セザンヌ 牧歌 1870

セザンヌ 牧歌 1870

Thursday, November 5, 2009

第十三章 倫理的価値自体を悪用することの器用さを暗に認める人間の狡さ

 日本社会には日本社会の、恐らく同じようにアメリカ社会にはアメリカ社会に固有の器用に生きることを暗に認め、そういうタイプの人間を憧れ、真剣に生きる人を小馬鹿にする風潮はいつの時代にも散見されることである。小器用に振舞い、問題を起こさずしかしいざとなったら、即座に問題にかかわりたくはなく逃げて行ってしまうような小狡い人間が何と多いことか。それはこういう問題は真剣に討議すべきことであるが、それ以外のことはとるに足らず、問題にしてしまうとその処理に追われ、仕事量を増やすだけであるとする管理者側の惰性的、怠慢的エゴイズムから発生する態度であるに過ぎない。
 しかし日本人はそういうタイプの小狡い器用な人間は決して告発せず、そうではなく不器用に、苦情を訴えるタイプの人間を逆に差別するのである。
 日本人はそれが苦情を言わない美徳として罷り通っており、アメリカでは苦情を言う美徳として罷り通っているだけのことである。苦情を言ってまず損をするのは日本人であるから日本人は苦情自体を誰か別の人にさせておこう、とそう思う。アメリカ人は恐らく逆である。何もかも苦情を言うことで、苦情を言わないことで発生する損を回避して生活しているのである。しかしそのどちらとも理想的な社会の通念であるとは言い難い。

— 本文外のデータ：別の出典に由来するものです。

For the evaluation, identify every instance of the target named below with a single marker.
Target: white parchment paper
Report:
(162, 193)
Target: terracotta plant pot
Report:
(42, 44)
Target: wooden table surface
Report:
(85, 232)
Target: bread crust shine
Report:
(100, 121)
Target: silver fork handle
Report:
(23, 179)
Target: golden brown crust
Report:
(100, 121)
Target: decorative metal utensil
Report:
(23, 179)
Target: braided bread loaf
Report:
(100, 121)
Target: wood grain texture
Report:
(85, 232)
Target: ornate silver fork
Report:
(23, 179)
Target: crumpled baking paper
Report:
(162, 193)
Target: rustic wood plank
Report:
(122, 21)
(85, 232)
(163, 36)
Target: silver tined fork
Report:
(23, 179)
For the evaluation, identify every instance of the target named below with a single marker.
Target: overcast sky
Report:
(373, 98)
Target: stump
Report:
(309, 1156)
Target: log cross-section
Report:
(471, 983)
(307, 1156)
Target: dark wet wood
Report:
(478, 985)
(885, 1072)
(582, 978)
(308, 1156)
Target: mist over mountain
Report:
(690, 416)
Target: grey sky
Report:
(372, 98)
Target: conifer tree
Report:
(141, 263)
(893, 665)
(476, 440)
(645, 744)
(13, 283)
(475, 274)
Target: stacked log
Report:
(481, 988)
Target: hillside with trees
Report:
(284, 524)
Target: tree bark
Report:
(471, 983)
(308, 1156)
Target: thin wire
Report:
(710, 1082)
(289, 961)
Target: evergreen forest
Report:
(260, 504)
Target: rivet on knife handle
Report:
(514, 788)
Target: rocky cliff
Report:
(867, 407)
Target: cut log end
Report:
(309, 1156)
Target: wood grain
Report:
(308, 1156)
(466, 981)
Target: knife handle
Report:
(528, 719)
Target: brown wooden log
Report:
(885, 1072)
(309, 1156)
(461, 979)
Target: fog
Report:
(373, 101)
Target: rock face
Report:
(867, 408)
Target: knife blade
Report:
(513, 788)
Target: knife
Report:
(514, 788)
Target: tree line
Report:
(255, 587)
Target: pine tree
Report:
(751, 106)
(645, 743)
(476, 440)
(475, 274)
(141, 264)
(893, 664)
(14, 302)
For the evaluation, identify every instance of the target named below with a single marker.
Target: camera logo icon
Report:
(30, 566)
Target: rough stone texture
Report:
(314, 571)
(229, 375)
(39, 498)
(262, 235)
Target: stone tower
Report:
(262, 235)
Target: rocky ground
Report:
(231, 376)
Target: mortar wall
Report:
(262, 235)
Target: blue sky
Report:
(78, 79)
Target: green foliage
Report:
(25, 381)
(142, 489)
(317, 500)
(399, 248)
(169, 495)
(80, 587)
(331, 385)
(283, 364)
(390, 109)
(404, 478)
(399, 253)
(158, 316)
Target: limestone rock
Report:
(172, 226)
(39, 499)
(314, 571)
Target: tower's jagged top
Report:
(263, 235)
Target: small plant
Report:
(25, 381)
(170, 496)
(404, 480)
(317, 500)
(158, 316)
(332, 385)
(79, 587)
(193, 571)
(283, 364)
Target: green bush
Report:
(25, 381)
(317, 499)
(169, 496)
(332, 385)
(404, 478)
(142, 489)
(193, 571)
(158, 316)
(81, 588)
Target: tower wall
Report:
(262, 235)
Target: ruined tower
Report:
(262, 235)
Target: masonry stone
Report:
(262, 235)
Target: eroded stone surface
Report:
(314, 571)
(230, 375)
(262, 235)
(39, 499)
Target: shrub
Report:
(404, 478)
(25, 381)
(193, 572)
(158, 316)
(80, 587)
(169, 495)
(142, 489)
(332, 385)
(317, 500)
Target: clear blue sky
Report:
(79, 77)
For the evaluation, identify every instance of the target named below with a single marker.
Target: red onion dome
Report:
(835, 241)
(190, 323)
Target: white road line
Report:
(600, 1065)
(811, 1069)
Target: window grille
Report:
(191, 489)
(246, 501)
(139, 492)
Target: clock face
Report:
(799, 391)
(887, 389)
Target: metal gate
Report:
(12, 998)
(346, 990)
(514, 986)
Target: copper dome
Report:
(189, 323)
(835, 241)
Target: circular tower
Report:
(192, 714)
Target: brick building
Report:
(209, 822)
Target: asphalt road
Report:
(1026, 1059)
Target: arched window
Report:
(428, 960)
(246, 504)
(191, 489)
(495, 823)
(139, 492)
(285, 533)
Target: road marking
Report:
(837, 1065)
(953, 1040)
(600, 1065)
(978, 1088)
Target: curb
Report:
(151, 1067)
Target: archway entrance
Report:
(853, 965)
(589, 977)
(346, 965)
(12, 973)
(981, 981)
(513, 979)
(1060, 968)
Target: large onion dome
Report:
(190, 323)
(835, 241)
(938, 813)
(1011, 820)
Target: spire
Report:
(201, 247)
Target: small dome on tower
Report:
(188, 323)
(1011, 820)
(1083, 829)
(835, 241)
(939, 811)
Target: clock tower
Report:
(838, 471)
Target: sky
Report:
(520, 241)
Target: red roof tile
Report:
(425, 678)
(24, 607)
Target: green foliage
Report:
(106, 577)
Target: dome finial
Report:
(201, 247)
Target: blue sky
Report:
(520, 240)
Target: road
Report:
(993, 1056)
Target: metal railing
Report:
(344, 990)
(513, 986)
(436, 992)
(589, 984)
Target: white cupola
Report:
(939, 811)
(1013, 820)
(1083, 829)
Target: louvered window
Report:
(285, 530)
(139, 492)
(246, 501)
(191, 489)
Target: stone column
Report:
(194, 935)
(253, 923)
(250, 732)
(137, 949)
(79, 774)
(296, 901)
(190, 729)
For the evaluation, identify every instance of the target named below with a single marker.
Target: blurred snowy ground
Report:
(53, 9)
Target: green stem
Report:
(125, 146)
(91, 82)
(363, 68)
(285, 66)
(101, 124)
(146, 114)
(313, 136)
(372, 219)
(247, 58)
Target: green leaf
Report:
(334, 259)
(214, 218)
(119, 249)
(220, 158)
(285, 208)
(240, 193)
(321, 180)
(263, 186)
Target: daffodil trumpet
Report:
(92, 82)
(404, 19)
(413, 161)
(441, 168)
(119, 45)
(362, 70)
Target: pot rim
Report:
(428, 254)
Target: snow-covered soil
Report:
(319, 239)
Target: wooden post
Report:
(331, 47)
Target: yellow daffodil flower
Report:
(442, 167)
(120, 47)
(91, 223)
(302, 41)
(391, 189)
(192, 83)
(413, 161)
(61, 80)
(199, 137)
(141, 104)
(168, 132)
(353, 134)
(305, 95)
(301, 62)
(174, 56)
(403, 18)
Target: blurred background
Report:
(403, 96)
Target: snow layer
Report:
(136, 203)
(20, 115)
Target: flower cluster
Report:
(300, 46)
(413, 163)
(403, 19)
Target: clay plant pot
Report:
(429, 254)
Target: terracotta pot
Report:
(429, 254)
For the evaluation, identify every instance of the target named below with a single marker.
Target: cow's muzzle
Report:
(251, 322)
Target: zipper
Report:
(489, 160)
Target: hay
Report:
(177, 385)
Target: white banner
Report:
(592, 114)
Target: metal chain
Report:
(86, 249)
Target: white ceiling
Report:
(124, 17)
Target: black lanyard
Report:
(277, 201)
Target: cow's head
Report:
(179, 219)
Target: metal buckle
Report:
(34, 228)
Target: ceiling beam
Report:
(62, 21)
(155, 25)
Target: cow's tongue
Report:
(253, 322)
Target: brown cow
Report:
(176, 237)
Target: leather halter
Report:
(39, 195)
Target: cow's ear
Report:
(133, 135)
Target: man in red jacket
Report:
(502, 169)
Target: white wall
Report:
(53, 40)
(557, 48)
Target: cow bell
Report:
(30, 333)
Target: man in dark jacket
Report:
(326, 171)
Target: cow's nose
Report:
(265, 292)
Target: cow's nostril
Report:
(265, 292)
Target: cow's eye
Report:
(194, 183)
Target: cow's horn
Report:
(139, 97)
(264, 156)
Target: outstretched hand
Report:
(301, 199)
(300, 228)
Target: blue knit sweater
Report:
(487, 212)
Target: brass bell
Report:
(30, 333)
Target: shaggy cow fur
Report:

要するにただ社会に存在する不文律を承知で、損をしないで、建設的であろうとしないだけである。いつの時代でも建設的であろうとすればするほど、衝突が大きいことになる。しかしそれは厭だから、日本人の場合には常に沈黙することで権利を守り、アメリカ人は常に衝突することで、こちらに非がある場合ですら声高に主張するサイドの方が得をすることを承知で、沈黙を破ることだけを不文律としているのである。
 この二つの例は社会通念全体が価値観にまで影響を与えている好例である。それは端的に価値自体を創造的に捉えようという態度ではない。価値は規制されていて、その範囲内で落ち度なく生活すればよいという判断である。私がこのようなタイプの論文を執筆した一番大きな理由はそこにある。
 つまり価値自体を与えられたもの、自ら作り出すのではなく、あくまで規制の枠組からしか考えられないままでいることに平然としていること、これこそが最も忌むべき価値観なのである。しかし実際はこのような生き方で甘んじている人はかなり多い。価値は創出するべきものである、という考えで生きているということ自体が齎す他者との間での衝突自体を回避しようという態度だけがどの国にも支配しているのではないだろうか?
 確かニーチェかエマニュエル・レヴィナスだったと記憶しているが、強い人が結局のところあまりにもその能力に対する周囲に嫉妬とか、警戒感によって弱くされてしまうという現象が津々浦々に及んでいるように私には思える。端的に責任を負おうとするタイプの態度の成員全体に対する暗黙の排斥意識が日本人も強いし、恐らく他の国民にも同様の心理が張り巡らされていることだろう。それは責任を負うことによる精神的負担を未然に防止しようとする自己防衛心によるものである。そしてそのような極度の全体的な責任転嫁が次第に弱いように振舞う狡猾な態度の、しかも用意周到に他者からの一切の要請を遮断しているのに、あまりにもその逃げ方が巧妙なので知性を醸し、一見紳士的なタイプの成員だけが巧妙に難事に関わることなく安泰でいるという事態が招聘される。
 そのように巧妙に真意を隠蔽し、何か心底に意志を秘めているかの如く振舞うその柔らかい物腰だけが倫理であるかのように倫理的価値を悪用し、不器用に衝突を繰り返すタイプの成員に対して、要領が悪いということで敬遠していく、その蓄積が真意を次第に人間から奪っていく。そして適当に倫理を悪用する成員の言葉巧みな戦術にただ乗せられていくようになるのである。
 ちょっと気弱で他者に対して何も、緊張してしまい、言えなくなる人に一言、人間社会では大物である必要などないのである。そもそもこの者が大物であると決められる者がいるとしたら、それは神だけである。だって人間は常に対立している立場がどの成員にもあり、その対立においてどちらかに味方すればその敵が悪ということになるだけだからである。従って完全に正しい者、つまりそれを采配出来る大物というのは全てまやかしなのである。それは特に私のように神を一切信じないタイプの成員にとってはそうである。しかし人間はどこかで大物を尊崇する、そういう部分がある。だからこそ大物ぶる、と言うより自然に他者全般からあたかも大物であるように錯覚されるように自分を持っていくことが社会を巧く渡っていく秘訣である。大物である必要などない、そもそもそんな価値判断自体が幻想なのだから。従って大物のように思われるように自分を見せかけること、それくらいに許容される悪を十二分に行使することだけがあまり他者から激突されずに済む方法ではないだろうか?だって倫理的価値を遵守しているように狡猾に振舞って巧妙に責任転嫁してきている人が周囲に大勢いるのである。従ってそれくらいの悪の行使を悪いなどと思わない方が良いのである。それが出来たならあなたも立派な倫理的価値の悪用者である。